In principio fu Fini, poi arrivò anche Monti. E in mezzo è toccato persino a Sarkozy, nell'occasione sollecitato dalla Bruni che non aveva gradito la ricostruzione della sua visita a L'Aquila. Tutti a lamentarsi con Berlusconi per titoli e articoli di questo giornale. Ieri, durante il vertice di Palazzo Grazioli, pare sia stata la volta di Alfano e di tutti i colonnelli di via dell'Umiltà, niente affatto contenti della linea editoriale de il Giornale. Lo dice quasi in chiaro Gasparri lasciando via del Plebiscito: «Noi lavoriamo per aggregare i moderati, i giornali però scrivono altro...».
D'altra parte, non è propriamente una passeggiata raccontare un Pdl che ogni giorno che passa è sempre più nel caos. E dove le incomprensioni non si limitano più allo schema ex Forza Italia contro ex An, tanto che ieri a mandarsi a quel paese erano Scajola e Crosetto. «Sei uno sciacallo autoreferenziale», dice il primo al secondo, reo di aver chiesto nei giorni scorsi l'uscita di Scajola dal partito perché «ancora non ha spiegato come ha pagato la casa». La controreplica non si fa attendere: «Se è davvero pulito spieghi le sue vicende. Così fosse chiederei scusa e non siederei più in Parlamento». Incomprensioni anche tra la Santanché e Cicchitto, ma squisitamente politiche. L'ex sottosegretario vorrebbe le dimissioni di Alfano e il capogruppo del Pdl alla Camera replica che «è l'unica a chiederle». Come dire che il tema non è in agenda. Poi Cicchitto invita tutti alla calma: «Abbiamo problemi politici di carattere generale assai più seri. È superfluo complicare le cose con polemiche personali». Ce l'ha con Scajola e Crosetto, ma anche con i tanti scontri delle ultime settimane. Ed effettivamente non ha torto a dire che ci sono questioni più serie.

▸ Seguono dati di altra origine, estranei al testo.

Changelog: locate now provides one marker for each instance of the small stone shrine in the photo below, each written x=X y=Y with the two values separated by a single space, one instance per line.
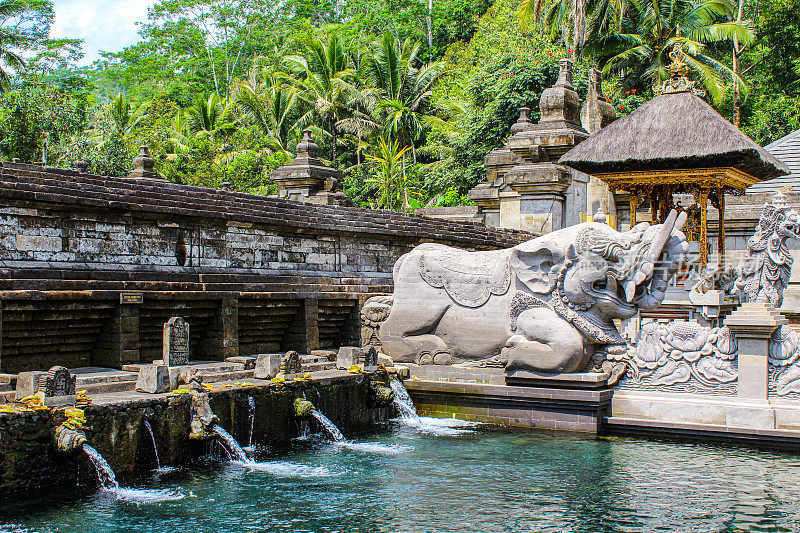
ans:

C'è l'insofferenza degli ex An, sempre più preoccupati dallo scorrere dei giorni con il rischio di trovarsi a prendere decisioni drastiche fuori tempo massimo e a ridosso del voto. Che Berlusconi stia pensando a un ritorno in grande stile a Forza Italia non lo scrive solo il Giornale, ma lo racconta il Cavaliere a diversi interlocutori. È chiaro, insomma, che è una possibilità che per La Russa e compagni equivarrebbe a un disastro. Proprio per questa ragione, è stato rinviato il convegno su «La destra nel Pdl» in programma sabato a Milano. Rimandato non di una settimana o due ma addirittura al 10 novembre, quando per forza di cose la situazione sarà più chiara. Anche se già ieri a via del Plebiscito con la presenza del tesoriere del Pdl Crimi, si è iniziata seriamente ad affrontare la questione della separazione consensuale. Peraltro, quello di Milano pare non sia l'unico appuntamento a essere rinviato se allo stato sembra che a via dell'Umiltà non vi sia traccia della grande assemblea straordinaria del Pdl annunciata per il 2 dicembre. Si vedrà.
I «problemi più seri» a cui si riferisce Cicchitto, però, sono ben altri. Come per esempio l'ondata d'inchieste e arresti che sta coinvolgendo regioni e comuni. Un filone inaugurato con il Laziogate e che ieri - dopo Campania, Piemonte e Reggio Calabria - è tornato in Lombardia e si è allargato alle Marche. Una «valanga» di cui si è parlato con un certa preoccupazione durante il vertice di Palazzo Grazioli. La sensazione di tutti, infatti, è che la politica sia a un passo dall'essere «commissariata». Che andando avanti così ci ritroverà nella stessa situazione del 1993, quando con i venti di Tangentopoli che soffiavano spuntò dal nulla il Cavaliere. Se ne parla a via del Plebiscito e la sensazione è che le inchieste stiano arrivando seguendo un timing ben preciso che tiene conto del voto del 2013.